Git Product home page Git Product logo

ts-ad-datasets's Introduction

Public Datasets for Time Series Anomaly Detection

Time Series Anomaly Detection Datasets

Here I summarized some datasets publicly available for time series anomaly detection.

1. Outlier Detection DataSets (ODDS)

ODDS webpage is here. Note that the datasets contains not only time series, but also other data types (videos, texts, and graphs).

2. Kaggle Credit Card Fraud Detection DataSet (CCFD)

Mainpage is here. The dataset contains transactions made by credit cards in September 2013 by European cardholders, yet due to privacy and security reasons, what we see is the result of a PCA transformation.

3. Yahoo Time Series Anomaly Detection Benchmark

Request access to this dataset here.

Contains 4 folders, A1, A2, A3, A4.

A1Benchmark is based on the real production traffic to some of the Yahoo! properties. The other 3 benchmarks are based on synthetic time-series. A2 and A3 Benchmarks include outliers, while the A4Benchmark includes change-point anomalies. The bechmarks based on real-data have property and geos removed.

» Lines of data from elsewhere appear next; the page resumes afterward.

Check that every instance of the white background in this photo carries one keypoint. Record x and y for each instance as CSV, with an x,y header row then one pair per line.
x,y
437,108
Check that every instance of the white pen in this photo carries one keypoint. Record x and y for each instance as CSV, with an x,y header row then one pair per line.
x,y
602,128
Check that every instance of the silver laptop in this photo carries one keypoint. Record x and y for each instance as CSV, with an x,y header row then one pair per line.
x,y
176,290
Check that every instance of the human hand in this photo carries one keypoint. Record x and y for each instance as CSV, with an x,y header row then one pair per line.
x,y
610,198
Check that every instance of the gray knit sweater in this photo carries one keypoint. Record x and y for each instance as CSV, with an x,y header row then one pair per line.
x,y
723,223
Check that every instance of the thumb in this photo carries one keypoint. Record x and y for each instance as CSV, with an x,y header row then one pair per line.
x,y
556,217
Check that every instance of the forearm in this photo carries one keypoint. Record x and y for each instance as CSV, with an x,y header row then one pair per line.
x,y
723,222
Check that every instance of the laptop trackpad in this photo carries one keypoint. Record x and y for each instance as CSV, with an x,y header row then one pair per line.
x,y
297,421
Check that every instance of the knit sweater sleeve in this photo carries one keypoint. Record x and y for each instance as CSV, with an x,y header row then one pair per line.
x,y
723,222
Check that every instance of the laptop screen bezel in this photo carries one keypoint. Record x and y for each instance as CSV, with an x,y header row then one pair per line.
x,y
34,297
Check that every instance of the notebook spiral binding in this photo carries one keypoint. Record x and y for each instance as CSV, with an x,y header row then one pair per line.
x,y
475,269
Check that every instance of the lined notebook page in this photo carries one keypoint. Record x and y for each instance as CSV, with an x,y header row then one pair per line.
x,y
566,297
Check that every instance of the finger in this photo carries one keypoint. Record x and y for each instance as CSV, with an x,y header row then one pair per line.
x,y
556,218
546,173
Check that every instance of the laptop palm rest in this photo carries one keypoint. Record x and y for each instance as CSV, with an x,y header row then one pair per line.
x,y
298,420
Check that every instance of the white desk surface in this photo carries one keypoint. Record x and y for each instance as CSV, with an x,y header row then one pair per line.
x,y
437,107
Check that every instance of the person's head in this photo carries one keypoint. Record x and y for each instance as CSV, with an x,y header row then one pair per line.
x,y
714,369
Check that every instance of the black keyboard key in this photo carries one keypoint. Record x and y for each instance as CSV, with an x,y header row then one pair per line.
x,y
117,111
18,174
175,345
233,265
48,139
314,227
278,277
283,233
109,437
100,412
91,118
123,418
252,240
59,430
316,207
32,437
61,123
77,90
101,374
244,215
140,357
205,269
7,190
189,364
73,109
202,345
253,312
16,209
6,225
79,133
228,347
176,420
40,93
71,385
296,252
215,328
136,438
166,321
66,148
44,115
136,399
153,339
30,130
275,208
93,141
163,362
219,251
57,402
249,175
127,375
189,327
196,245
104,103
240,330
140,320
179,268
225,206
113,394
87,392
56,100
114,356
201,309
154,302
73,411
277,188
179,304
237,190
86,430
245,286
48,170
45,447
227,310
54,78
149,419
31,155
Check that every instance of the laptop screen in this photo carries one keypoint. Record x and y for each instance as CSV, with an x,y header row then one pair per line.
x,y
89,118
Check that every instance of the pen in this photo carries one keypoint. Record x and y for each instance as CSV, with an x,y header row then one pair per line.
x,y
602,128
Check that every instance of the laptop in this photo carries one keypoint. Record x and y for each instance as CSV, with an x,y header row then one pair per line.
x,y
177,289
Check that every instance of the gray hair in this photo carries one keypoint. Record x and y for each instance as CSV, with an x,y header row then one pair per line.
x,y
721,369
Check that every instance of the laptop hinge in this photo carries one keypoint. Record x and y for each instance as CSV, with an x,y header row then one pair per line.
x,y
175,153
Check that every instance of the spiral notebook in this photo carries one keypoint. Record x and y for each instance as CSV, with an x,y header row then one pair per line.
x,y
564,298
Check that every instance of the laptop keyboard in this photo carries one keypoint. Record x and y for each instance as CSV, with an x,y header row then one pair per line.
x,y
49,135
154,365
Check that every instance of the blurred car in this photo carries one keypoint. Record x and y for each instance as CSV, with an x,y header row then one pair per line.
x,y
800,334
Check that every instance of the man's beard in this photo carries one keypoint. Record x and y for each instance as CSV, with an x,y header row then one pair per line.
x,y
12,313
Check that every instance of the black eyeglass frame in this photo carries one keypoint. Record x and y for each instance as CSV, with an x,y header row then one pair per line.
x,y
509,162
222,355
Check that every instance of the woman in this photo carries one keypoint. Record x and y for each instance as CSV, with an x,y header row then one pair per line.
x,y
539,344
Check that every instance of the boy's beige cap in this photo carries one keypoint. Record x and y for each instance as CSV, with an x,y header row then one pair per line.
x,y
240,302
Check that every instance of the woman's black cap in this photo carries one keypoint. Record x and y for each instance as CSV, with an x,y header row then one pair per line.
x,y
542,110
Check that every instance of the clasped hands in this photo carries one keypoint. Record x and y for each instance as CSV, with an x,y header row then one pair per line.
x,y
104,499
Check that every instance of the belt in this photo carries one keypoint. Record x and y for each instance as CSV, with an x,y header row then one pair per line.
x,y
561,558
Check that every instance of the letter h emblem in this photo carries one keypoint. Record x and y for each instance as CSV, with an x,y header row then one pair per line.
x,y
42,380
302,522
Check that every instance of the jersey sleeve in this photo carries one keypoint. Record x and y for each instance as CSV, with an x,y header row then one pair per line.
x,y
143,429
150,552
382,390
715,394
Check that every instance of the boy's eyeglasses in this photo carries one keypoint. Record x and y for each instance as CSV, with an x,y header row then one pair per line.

Fields in each data file are delimited with (",") characters.

4. Numenta Anomaly Benchmark (NAB)

Description of NAB can be found here.

Dataset repository is here.

5. Secure Water Treatment (SWaT) Dataset

Multivariate time series datasets collected by “iTrust, Centre for Research in Cyber Security, Singapore University of Technology and Design”. See website here to request access to the dataset and check usage requirements.

6. Water Distribution (WADI) Dataset

Also collected by “iTrust, Centre for Research in Cyber Security, Singapore University of Technology and Design”. See website here to request access to the dataset (it can actually be requested at the same time as when requesting for SWaT) and check usage requirements.

7. Server Machine Dataset (SMD)

Dataset released here as a part of the authors' repository of their KDD 2019 paper "Robust Anomaly Detection for Multivariate Time Series through Stochastic Recurrent Neural Network".

8. UCR Time Series Anomaly Archive

Contains over 250 datasets. The link to download the dataset is here.

The maintainers of the archive also recommend reading the following papers "The UEA multivariate time series classification archive, 2018" and "Current Time Series Anomaly Detection Benchmarks are Flawed and are Creating the Illusion of Progress" before using the dataset.

9. Soil Moisture Active Passive (SMAP) Satellite Dataset

Dataset webpage is here. Check the dataset description here.

wget https://s3-us-west-2.amazonaws.com/telemanom/data.zip && unzip data.zip && rm data.zip

cd data && wget https://raw.githubusercontent.com/khundman/telemanom/master/labeled_anomalies.csv

10. Mars Science Laboratory (MSL) Curiosity Rover Dataset

Dataset webpage is here.

wget https://s3-us-west-2.amazonaws.com/telemanom/data.zip && unzip data.zip && rm data.zip

cd data && wget https://raw.githubusercontent.com/khundman/telemanom/master/labeled_anomalies.csv

11. Skoltech Anomaly Benchmark (SKAB)

Dataset repo is here.

12. Artificial Intelligence for IT Operations (AIOps) Challenge Datasets

Datasets maintained by the Netman Lab at Tsinghua University, their group's GitHub profile can be found here.

The KPI dataset from their 2018 challenge is here, and the 2020 data is here.

13. Pooled Server Metric (PSM) Dataset

This dataset was collected by eBay, and was released here in their repository of an anomaly detection model they proposed named RANSynCoders.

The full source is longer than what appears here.